In the 1972, Timothy Teyler returned from a sabbatical in Oslo where he had learned the hippocampal slice technique and observed Lomo’s phenomenon. At the time the Andersen lab referred to it simply as “plasticity” (e.g., Bliss and Lomo, 1970). Adding to the confusion, in 1975 Schwartzkroin and Wester’s paper on the potentiation called it “long-lasting facilitation.” Obviously, things were getting nowhere when it came to the name. Teyler and I were in the Department of Psychology at Harvard when we finished our first paper on synaptic plasticity and wanted a real name for the long-term phenomenon. In those days psychology divided memory mainly into “long-term” and “short-term” memory which, in textbooks, were designated “LTM” and “STM.” Since people already considered long-term potentiation to be a likely substrate for LTM, making the name explicit and abbreviating it “LTP” was a natural step, so we took it. We used the name “long-term potentiation” and “LTP” consistently in our paper in 1976. Its true that the three letters do fall “trippingly from the tongue,” as has been pointed out, but that’s not why Teyler and I chose them.

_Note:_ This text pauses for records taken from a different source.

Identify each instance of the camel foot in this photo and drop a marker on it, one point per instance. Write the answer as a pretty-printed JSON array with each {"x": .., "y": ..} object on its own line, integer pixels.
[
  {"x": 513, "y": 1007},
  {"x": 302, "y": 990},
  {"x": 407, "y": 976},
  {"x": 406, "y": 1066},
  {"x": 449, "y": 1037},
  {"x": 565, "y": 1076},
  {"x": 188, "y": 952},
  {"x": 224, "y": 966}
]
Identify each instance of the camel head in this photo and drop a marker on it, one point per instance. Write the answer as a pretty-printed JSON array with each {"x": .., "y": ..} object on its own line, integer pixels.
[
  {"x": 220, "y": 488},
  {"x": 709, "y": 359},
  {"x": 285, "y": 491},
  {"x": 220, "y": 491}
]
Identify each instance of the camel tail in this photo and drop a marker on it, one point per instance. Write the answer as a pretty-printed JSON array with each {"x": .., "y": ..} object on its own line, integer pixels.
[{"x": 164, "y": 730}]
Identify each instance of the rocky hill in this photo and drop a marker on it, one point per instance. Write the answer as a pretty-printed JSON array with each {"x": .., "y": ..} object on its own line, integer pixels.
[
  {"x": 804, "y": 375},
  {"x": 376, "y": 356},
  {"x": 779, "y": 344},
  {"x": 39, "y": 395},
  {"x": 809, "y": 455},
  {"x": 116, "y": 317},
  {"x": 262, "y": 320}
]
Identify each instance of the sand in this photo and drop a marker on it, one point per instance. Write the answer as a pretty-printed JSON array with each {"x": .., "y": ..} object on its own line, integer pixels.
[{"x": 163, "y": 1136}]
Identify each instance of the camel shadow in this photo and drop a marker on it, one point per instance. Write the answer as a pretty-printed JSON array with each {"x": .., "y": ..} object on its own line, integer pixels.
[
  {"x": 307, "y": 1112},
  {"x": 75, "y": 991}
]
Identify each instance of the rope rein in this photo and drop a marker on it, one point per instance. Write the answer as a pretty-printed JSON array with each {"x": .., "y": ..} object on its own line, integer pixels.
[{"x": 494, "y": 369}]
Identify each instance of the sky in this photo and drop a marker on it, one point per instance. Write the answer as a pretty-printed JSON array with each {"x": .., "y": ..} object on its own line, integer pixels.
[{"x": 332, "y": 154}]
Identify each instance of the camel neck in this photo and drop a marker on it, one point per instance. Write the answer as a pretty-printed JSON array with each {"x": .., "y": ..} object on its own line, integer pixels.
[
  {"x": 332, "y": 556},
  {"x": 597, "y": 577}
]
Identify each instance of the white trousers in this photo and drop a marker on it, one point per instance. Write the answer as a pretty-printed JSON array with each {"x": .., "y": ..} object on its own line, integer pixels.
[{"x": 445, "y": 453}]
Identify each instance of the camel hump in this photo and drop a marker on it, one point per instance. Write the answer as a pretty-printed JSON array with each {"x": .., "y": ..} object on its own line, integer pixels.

And that’s why we call it LTP.

References

Alger BE, Teyler TJ (1976) Long-term and short-term plasticity in the CA1, CA3, and dentate regions of the rat hippocampal slice. Brain Res,110(3):463-80.

Bliss TV, Lomo T (1970) Plasticity in a monosynaptic cortical pathway. J Physiol, 207(2):61P.

Bliss TV, Lomo T(1973) Long-lasting potentiation of synaptic transmission in the dentate area of the anaesthetized rabbit following stimulation of the perforant path. J Physiol, 232(2):331-56.

Douglas RM, Goddard GV (1975) Long-term potentiation of the perforant path-granule cell synapse in the rat hippocampus. Brain Res, 86(2):205-15.

Lynch GS, Gribkoff VK, Deadwyler SA (1976) Long term potentiation is accompanied by a reduction in dendritic responsiveness to glutamic acid. Nature, 263(5573):151-3

Lømo T (1966). “Frequency potentiation of excitatory synaptic activity in the dentate area of the hippocampal formation”. Acta Physiologica Scandinavica. 68 (Suppl 277): 128.

McNaughton BL, Douglas RM, Goddard GV (1978) Synaptic enhancement in fascia dentata: cooperativity among coactive afferents. Brain Res, 157(2):277-93.

Schwartzkroin PA, Wester K (1975) Long-lasting facilitation of a synaptic potential following tetanization in the in vitro hippocampal slice. Brain Res, 89(1):107-19.